As I mentioned before I felt quite at home in London. It didn't feel like a strange city to me. It felt familiar, even though I could never really explain why.
Only yesterday I returned from Frankfurt am Main, and not once have I felt out of place either.


There was one moment in particular, in which my feet were hurting but I wanted to see that old church nevertheless. So I thought to myself "okay, we'll look at that fancy church and then we'll return home to rest our weary and old bones." 
And I did not mean "home" as in Austria. I was not willing to take a train back two days too early because my feet were hurting. What I had meant was the room I shared with five lovely ladies - three of them constantly changing each night - in a rather dodgy part of the town. (It was cheap, and quite safe.)

So I had to wonder ... what is home?


It's not the place where the people I love are.
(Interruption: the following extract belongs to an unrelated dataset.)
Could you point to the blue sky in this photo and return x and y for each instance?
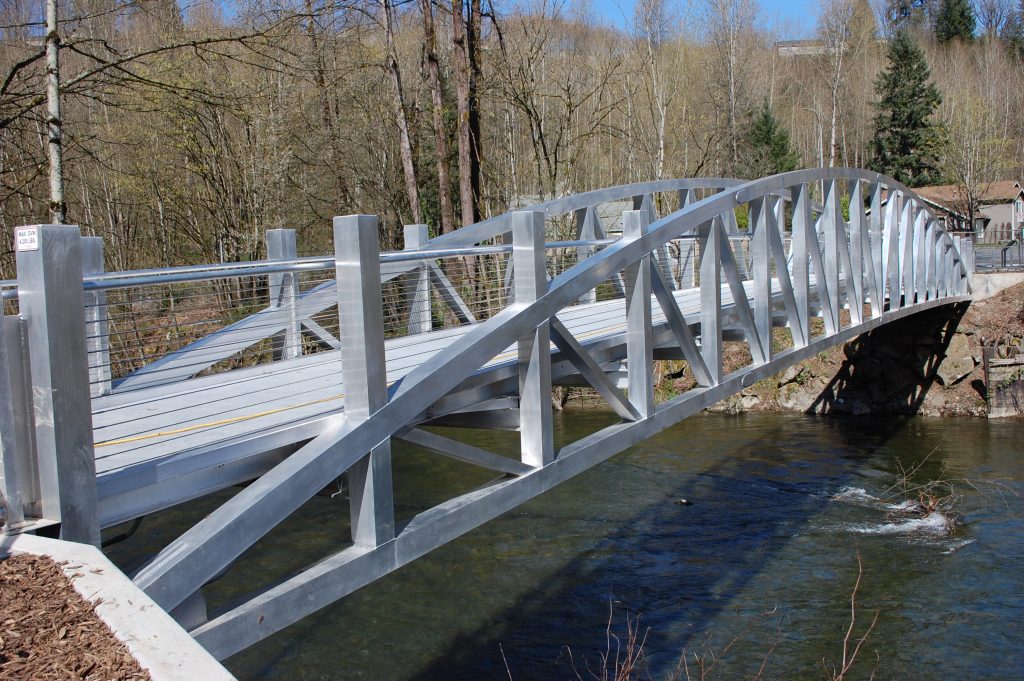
(792, 18)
Nobody that I know lives or was at that moment in Frankfurt. Furthermore, I was on holiday on my own - something I can only recommend.
The people I love are all over the world anyway: some in Germany, Switzerland, Austria of course, London, Bulgaria, Russia, the United States, and even Wales!
But none of them are in Frankfurt.

Frankfurt did not feel like a strange city to me. I did not find it annoying that I had to share my room with five ladies, and a rattling fan which tried to cool the room down but failed somewhat bitterly.
Of course it could have been the language. After all, I am fluent in German and English. However, if that is so, then why did I not feel at home in Zürich? This is a question I cannot answer.

I always knew that home to me could never be a place.
I thought that it really is where my family and friends are. But now ... I know that that is not true either.
My heart is all over the place. It wants to go everywhere and see everything. It wants to get away from the chains tying me down, from the responsibilities, from a job that I can't see as my "forever" job, from judgment ...
For almost a glorious week I forgot about all that. The biggest worry was if I should take a shower before or after breakfast. And that I misspelled the world "goat" in a tweet.
The already mentioned "goal" I petted because I am an adult. 
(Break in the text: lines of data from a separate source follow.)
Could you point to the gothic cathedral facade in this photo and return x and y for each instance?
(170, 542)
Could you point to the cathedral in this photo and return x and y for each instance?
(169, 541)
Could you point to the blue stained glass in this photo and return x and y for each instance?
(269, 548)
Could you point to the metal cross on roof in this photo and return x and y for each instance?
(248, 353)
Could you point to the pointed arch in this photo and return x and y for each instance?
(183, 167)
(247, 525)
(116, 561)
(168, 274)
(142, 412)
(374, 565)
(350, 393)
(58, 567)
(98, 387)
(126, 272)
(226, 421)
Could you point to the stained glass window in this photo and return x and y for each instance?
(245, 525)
I saw so many new things, and learnt something new. I met people from Japan, Argentina, and even an American who knew that Austria is its own country.

I know very well that I am a restless person. After two weeks of doing nothing I start to question my existence. All of this means that home is not where I was born. It is not where my heart is, it is also not where my friends are - though I like to be able to contact them.

Home is where I am comfortable, and slightly on the edge as well because that's what makes it exciting. It's what drives me.

Maybe, yes, that means that I am never going to settle down at one place. Or maybe I will but it'll be at the other end of the world. It is also possible that it is just two villages further away from where I live now. I don't know. After this week, I learnt that I like not know this.

I love that my heart is all over the world.